Last week, editor Nick Harrison discussed cutting words and scenes during the editing process and the value of knowing what to eliminate, which is a vital part of self-editing. However, in the post he also seemed to come out in favor of shorter books and shorter chapters, and several commenters echoed this sentiment. Now, I don’t think that Nick was suggesting there’s no place for the longer books (at least I hope not) and several people commented later in the thread that they like variety, but I’ve observed a bias in the market away from epic novels and longer stories in general.
As a reader, few things satisfy me more than a 600+ page tome that can capture and immerse me in the storyworld for a long period of time.

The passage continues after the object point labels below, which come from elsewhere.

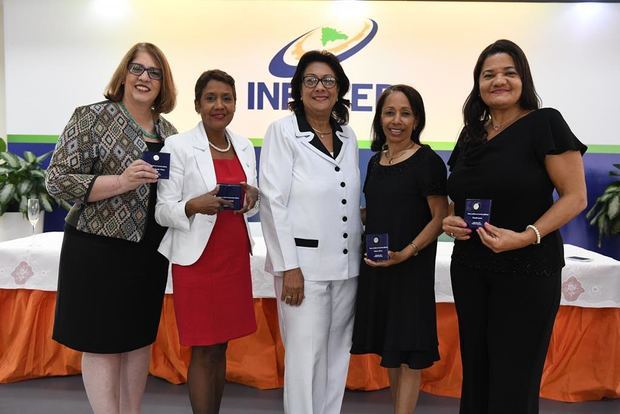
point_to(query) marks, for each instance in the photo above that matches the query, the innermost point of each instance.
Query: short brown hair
(166, 100)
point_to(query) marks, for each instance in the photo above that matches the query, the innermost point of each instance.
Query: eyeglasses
(137, 70)
(310, 81)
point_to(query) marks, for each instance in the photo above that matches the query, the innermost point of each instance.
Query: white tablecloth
(32, 263)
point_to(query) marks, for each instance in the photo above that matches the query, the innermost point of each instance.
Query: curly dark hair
(340, 112)
(417, 106)
(475, 111)
(213, 74)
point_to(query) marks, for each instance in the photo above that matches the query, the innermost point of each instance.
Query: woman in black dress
(112, 279)
(506, 275)
(405, 192)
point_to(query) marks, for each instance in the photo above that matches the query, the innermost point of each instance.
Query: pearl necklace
(321, 134)
(218, 149)
(390, 159)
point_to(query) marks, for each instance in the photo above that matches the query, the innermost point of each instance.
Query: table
(582, 363)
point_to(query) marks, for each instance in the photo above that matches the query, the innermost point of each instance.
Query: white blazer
(192, 174)
(310, 203)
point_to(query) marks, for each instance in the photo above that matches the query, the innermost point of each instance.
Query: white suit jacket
(310, 203)
(192, 174)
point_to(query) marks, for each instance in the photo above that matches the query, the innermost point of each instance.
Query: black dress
(110, 291)
(395, 309)
(506, 302)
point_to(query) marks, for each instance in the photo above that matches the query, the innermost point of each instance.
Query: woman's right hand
(293, 287)
(139, 172)
(455, 227)
(208, 203)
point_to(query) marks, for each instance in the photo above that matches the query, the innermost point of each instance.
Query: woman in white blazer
(310, 183)
(208, 242)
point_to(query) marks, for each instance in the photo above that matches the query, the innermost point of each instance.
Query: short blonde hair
(166, 100)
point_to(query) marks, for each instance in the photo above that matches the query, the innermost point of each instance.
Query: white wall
(61, 54)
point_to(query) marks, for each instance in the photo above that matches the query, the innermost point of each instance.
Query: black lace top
(510, 170)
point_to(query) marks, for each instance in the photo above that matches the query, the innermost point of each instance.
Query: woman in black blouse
(506, 275)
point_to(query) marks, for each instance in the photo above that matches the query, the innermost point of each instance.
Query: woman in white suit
(208, 243)
(310, 183)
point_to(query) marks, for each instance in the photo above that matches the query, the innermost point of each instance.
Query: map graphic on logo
(343, 41)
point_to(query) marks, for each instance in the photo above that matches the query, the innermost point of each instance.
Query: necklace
(218, 149)
(390, 159)
(499, 127)
(320, 134)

I don’t want extraneous material that serves no purpose and slows the story or bogs down the scenes, but I love stories grand enough in scope to justify this length.

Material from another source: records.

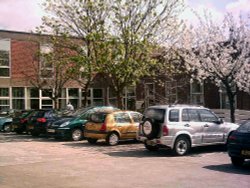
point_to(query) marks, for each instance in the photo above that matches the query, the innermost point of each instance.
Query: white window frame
(6, 47)
(45, 48)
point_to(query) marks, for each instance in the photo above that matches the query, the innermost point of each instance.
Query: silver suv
(180, 127)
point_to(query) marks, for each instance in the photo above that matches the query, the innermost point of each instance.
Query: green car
(71, 128)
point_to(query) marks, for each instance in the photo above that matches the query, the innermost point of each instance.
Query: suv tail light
(103, 128)
(41, 120)
(165, 130)
(23, 120)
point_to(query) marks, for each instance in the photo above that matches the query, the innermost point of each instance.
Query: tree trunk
(119, 99)
(232, 107)
(56, 103)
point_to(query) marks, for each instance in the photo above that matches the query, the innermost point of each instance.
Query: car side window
(207, 116)
(136, 117)
(193, 115)
(122, 118)
(184, 116)
(174, 115)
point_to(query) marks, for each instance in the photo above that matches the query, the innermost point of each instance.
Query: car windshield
(245, 127)
(98, 117)
(156, 114)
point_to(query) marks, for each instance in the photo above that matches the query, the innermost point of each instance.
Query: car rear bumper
(165, 141)
(59, 132)
(95, 134)
(242, 151)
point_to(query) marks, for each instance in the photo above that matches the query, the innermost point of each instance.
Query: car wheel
(6, 127)
(76, 135)
(236, 161)
(34, 133)
(150, 147)
(19, 131)
(112, 139)
(150, 128)
(91, 140)
(181, 146)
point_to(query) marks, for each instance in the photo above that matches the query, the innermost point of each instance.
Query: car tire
(150, 128)
(7, 127)
(91, 140)
(19, 131)
(34, 133)
(76, 134)
(112, 139)
(181, 146)
(237, 161)
(150, 147)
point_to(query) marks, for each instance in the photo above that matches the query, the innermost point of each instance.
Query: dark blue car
(239, 144)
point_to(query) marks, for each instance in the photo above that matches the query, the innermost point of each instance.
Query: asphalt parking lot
(27, 162)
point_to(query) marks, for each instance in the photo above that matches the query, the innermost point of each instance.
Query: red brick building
(17, 56)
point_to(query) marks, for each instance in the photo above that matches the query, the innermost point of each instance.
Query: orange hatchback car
(112, 127)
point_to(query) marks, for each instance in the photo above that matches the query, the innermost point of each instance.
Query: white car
(180, 127)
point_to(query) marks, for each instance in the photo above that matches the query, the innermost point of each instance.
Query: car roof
(177, 106)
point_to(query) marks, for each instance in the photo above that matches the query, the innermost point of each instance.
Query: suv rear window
(174, 115)
(156, 114)
(98, 117)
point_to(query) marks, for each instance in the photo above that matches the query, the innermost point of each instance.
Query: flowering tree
(219, 52)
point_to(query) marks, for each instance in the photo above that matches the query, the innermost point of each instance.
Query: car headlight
(64, 124)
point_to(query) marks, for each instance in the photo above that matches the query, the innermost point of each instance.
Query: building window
(149, 94)
(129, 98)
(89, 103)
(18, 98)
(197, 93)
(62, 99)
(4, 98)
(224, 101)
(98, 97)
(33, 98)
(46, 100)
(46, 66)
(4, 58)
(73, 94)
(171, 92)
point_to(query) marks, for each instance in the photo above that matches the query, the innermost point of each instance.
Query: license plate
(51, 130)
(245, 152)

In general, I see story length as being influenced by several factors–scope of story, genre, and author voice. For example, a multi-generational family saga (like Francine Rivers’ Her Mother’s Hope and Her Daughter’s Dream) simply wouldn’t fit in a single 300 page novel–the story needs more space to unfurl. The same could be said of an epic fantasy tale, both in genre expectations and scope of story. In contrast, it makes sense for suspense, thrillers, and other action-oriented novels to have short, snappy chapters and often shorter overall length.
By the same token, sometimes an author voice lends itself to sparse phrasing, the short and sweet, but other times the natural tone is more rich and lavish. I think of Jeffery Overstreet and the beauty he crafts with his words. If he were to cut back to a minimalist style, it would not only strip away his voice, it would also change the very feel of his stories.
So, is less always more? Not from my perspective. What do you think?